# What Kind of a Dog is That?!?



## Best*In*Show (Mar 14, 2009)

I get asked this CONSTANTLY!!

One person STOPPED THEIR CAR, rolled down the window and was VERY DISAPPOINTED that she was a chi/terrier/doxie/etc, (meaning I have NO clue!! just what I think she looks like).

Every time we leave the house at least one or two people will ask, and we leave the house a lot!

What is a good come back? People always seem crestfallen for some reason at my answer.

I've said the long (possible lineage) version, and the short (mutt), both not good for the crestfallen factor. I've said "Cheerier" and they acted a bit odd at that, lol. I've said I don't know, etc, etc.

Anyone have a good comeback that won't leave people so sad/confused, etc?  Do they think she's a breed or designer breed? I don't get it!


----------



## RonE (Feb 3, 2007)

People refused to believe that my 115# dog could actually be a lab, so I had to make up a breed. I told people he was a Guatemalan Gazehound. 

Several people told me they'd heard of them and a few said they had friends with Guatemalan Gazehounds.

After while, I got so I could keep a straight face and lie with impunity.

Sometimes I told them his name was Perro Grande.


----------



## WoodLark (Mar 16, 2009)

I heard that next year the AKC is going to recognize the Guatemalan Gazehound. Say it's so!


----------



## RonE (Feb 3, 2007)

He would have looked good thundering around the show ring at Westminster.

We were never really sure if he was all lab so sometimes we'd label him "lab and black bear."


----------



## Trixie (Feb 27, 2008)

I think you just have to deal with people's disappointment. We get asked what Pepper is all the time, too. (if it isn't just a straight out "What a cute border collie!" and we ALWAYS correct them and say "well, really a mutt with some bc in her. And yes, people are disappointed).

Maybe you could just follow it up with "we got her at the shelter -- they have some great dogs."


----------



## spotted nikes (Feb 7, 2008)

Tell them it's a French breed...a Melange!


----------



## DBrownie (Apr 10, 2009)

If it is a mixed larger dog I always love to say that they are purebreed farm dogs. With your little on I would say that she is a purebreed cuddler. It really doesn't matter what breed she is she is adorable!


----------



## jcw1503 (Nov 17, 2008)

since her name is ruby...say she is a french rubynye....or some variation of ruby...that way you can say you just call her ruby for short


----------



## Best*In*Show (Mar 14, 2009)

These responses are GREAT, lol. Gazehound, heheheh, Melange, etc -- Ruby is a little red in the fur -- maybe she's a Viking Terrier!?! hehehehe 

I know for sure she's half Trouble, the other half depends on time of day.


----------



## Britt Caleb & Enzo (Mar 28, 2009)

I have been asked numerous times if Enzo is a full blooded German Shepherd... one GSD owner even insisted there is NO way he could be anything else. I mean, I have been around many grown GSD's and they all had erect ears. Puppies honestly I have no idea. I have looked on Google images and some of the pups have floppy ears. So it's up for debate, and anything is possible, but I am assuming he is a mix.

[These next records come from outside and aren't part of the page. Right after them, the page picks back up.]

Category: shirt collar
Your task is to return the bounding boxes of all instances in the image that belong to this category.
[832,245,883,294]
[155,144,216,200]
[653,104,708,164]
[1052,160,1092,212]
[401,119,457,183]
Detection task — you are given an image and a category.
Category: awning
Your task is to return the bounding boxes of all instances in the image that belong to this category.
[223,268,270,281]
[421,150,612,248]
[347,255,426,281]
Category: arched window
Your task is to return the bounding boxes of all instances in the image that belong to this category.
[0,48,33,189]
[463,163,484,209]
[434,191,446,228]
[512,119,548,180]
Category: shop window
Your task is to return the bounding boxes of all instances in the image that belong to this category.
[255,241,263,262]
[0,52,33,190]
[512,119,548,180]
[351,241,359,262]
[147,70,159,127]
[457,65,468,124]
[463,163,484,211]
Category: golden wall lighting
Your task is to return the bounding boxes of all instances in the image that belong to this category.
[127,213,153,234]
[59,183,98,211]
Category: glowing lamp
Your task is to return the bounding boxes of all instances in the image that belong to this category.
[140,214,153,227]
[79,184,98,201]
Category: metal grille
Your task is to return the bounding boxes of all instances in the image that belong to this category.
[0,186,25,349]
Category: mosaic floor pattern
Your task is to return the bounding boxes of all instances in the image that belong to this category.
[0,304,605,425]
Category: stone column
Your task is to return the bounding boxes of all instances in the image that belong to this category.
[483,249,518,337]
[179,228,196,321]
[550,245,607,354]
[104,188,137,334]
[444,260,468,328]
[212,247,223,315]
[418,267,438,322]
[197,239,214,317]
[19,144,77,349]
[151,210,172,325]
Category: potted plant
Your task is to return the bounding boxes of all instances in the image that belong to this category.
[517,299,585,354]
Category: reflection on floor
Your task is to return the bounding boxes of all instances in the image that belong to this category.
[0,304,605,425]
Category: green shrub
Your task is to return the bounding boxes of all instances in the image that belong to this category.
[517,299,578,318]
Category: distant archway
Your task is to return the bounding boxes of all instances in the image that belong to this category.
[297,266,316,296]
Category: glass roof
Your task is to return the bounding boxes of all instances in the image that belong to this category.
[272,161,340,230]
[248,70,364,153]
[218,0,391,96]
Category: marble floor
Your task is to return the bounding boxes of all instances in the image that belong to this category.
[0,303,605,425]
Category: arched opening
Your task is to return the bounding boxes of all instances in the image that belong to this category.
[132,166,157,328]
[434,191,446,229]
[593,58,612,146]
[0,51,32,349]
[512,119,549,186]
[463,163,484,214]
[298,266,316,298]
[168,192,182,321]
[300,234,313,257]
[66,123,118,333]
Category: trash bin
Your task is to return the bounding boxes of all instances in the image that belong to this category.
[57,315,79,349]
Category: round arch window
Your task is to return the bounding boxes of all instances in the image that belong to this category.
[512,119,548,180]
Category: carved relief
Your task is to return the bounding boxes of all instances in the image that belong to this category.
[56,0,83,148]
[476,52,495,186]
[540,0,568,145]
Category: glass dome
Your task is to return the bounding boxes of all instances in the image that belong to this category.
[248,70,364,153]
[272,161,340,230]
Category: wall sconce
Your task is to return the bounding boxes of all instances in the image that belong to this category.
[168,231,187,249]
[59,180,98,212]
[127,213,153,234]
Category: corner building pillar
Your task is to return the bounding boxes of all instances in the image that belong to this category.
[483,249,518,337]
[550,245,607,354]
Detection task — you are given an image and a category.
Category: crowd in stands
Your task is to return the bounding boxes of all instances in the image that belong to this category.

I like the idea of coming up with your own breed names, lol. People are so gullible!


----------



## Independent George (Mar 26, 2009)

I think we need to add an entry for 'Guatemalan Gazehound' to Wikipedia.


----------



## Best*In*Show (Mar 14, 2009)

> I think we need to add an entry for 'Guatemalan Gazehound' to Wikipedia.


ROFL!!! Oh, yes, we do!!

Now, BCE, your dog is _obviously _a Guatamalan Shepherd. 

Ruby actually reminds me of a Gazehound, except for the wire hair.


----------



## Inga (Jun 16, 2007)

LOL I understand people not knowing all the breeds. I mean, I understand not knowing any if you don't have dogs but... a Lab owner not knowing a Lab when they see one is pretty sad.

I get that all the time with my dogs and I think to myself "better to not know what they are then to think they are *those mean dogs*" I truly thought most folks knew what a Lab was though.


----------



## Best*In*Show (Mar 14, 2009)

That choco Lab has a common tail imperfection, maybe I can say that Ruby is a Button-Eared Chihuahua!! 

I thought everyone knew what a Rotti was, my bad!  

I have to admit having no idea what purebred pitbull looks like, there are so many mixes here -- but I wouldn't argue with the owner about it, hello!?!


----------



## Willowy (Dec 10, 2007)

Inga said:


> LOL I understand people not knowing all the breeds. I mean, I understand not knowing any if you don't have dogs but... a Lab owner not knowing a Lab when they see one is pretty sad.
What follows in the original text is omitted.